Cuando se tiene en cuenta la construcción del baculovirus recombinante, algunos de los baculovirus recombinantes anteriores que los solicitantes construyeron tenían la secuencia codificante de L1 correcta, pero no producían niveles detectables de proteínas L1. Esto provocó que los solicitantes consideraran las regiones no traducidas 3’ de las secuencias codificantes de L1 de HPV-11 y varios otros HPV. Se determinó que una secuencia señal de degradación de ARNm pentanucleotídica, AUUUA, (Shaw G. y Kamen R., “A conserved AU sequence from the 3' untranslated region of GM-CSF mRNA mediates selective mRNA degradation,” Cell, 1986, vol. 46, págs. 659-67; Cole MD. and Mango SE., “cis-acting determinants of c-myc mRNA stability,” 1990, Enzyme, vol. 44, págs. 167-80; Shyu AB et al., “Two distinct destabilizing elements in the c-fos message trigger deadenylation as a first step in rapid mRNA decay,” Genes & Development, 1991, vol. 5, págs. 221-31; Savant-Bhonsale S. y Cleveland DW., “Evidence for instability of mRNAs containing AUUUA motifs mediated through translation-dependent assembly of a : 20S degradation complex,” Genes & Development, 1992, vol. 6, págs. 1927-37) estaba dentro de 30 nucleótidos del codón de terminación de la secuencia codificante de L1 de HPV-11 y, además, los otros tipos de HPV considerados también tenían la secuencia AUUUA cerca del codón de terminación de L1. Si esta secuencia se eliminaba, o se introducía una mutación, se podría aumentar el nivel de expresión de la proteína L1. Por lo tanto, también se diseñaron cebadores de PCR para amplificar la secuencia codificante de L1 de ADN genómico de HPV-11 que no incorporaban solamente sitios de enzimas de restricción para la clonación, sino también mutaban la secuencia pentanucleotídica AUUUA 30 nucleótidos cadena abajo del codón de terminación de L1. El cambio de escala de este clon produjo niveles extremadamente altos de la proteína L1. Los informes usando el sistema BEVS han proporcionado niveles de producción de proteína recombinante en el intervalo de 300-500 mg/litro de cultivo celular. En la presente invención, los niveles para la producción de proteína L1 recombinante eran mucho mayores, de aproximadamente 600-800 mg/litro, posiblemente debido a la retirada de la secuencia señal de degradación de L1 en la región no traducida 3’.

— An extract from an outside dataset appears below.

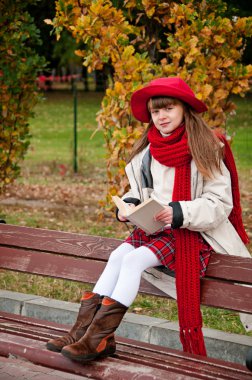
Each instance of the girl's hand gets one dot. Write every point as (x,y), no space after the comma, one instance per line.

Estos resultados muestran que, en condiciones experimentales similares, los sueros post-inmunes de conejos inmunizados con las VLP de HPV-11 pueden bloquear la infección por HPV-11 de tejido humano de forma tan eficaz como los sueros obtenidos de conejos inmunizados con viriones completos de HPV-11. El bloqueo, que no se observó con los respectivos sueros pre-inmunes, se asoció a la ausencia de la expresión de gen viral temprano. Por lo tanto, el efecto concordaba con la neutralización viral clásica, es decir, la prevención de la penetración o decapsidación del virus (Dimmock, 1993, Neutralization of Animal Viruses, Berlin: Springer-Verlag).

Para proporcionar la confirmación de la neutralización de HPV-11 por análisis de expresión del gen viral, todos los injertos se analizaron para la presencia del transcrito de ARNm escindido E1^E4 de HPV-11 (datos no mostrados), como describieron previamente Bonnez et al., 1992, J. Inf. Dis., vol. 165, págs. 376-380. El ARNm E1^E4 se detectó en 10/12 (83%) y 0/12 (0%) de los injertos de los grupos pre-tratados con sueros de VLP pre- o post-inmunes, respectivamente (p < 10-4). De forma similar, en los grupos de control pre-tratados con sueros anti-virión completo pre- o post-inmunes se detectó ARNm E1^E4 en 8/11 (73%) y 0/11 (0%) injertos, respectivamente (p = 10-3). Estos resultados indican que el tratamiento del inóculo viral con el suero de VLP post-inmune se asocia a hibridación marcada de crecimiento del injerto y expresión del gen viral, efectos que concuerdan con la neutralización inmune. Por tanto, las VLP recombinantes pueden inducir una respuesta de neutralización similar en magnitud a la respuesta obtenida por inmunización con virus infeccioso.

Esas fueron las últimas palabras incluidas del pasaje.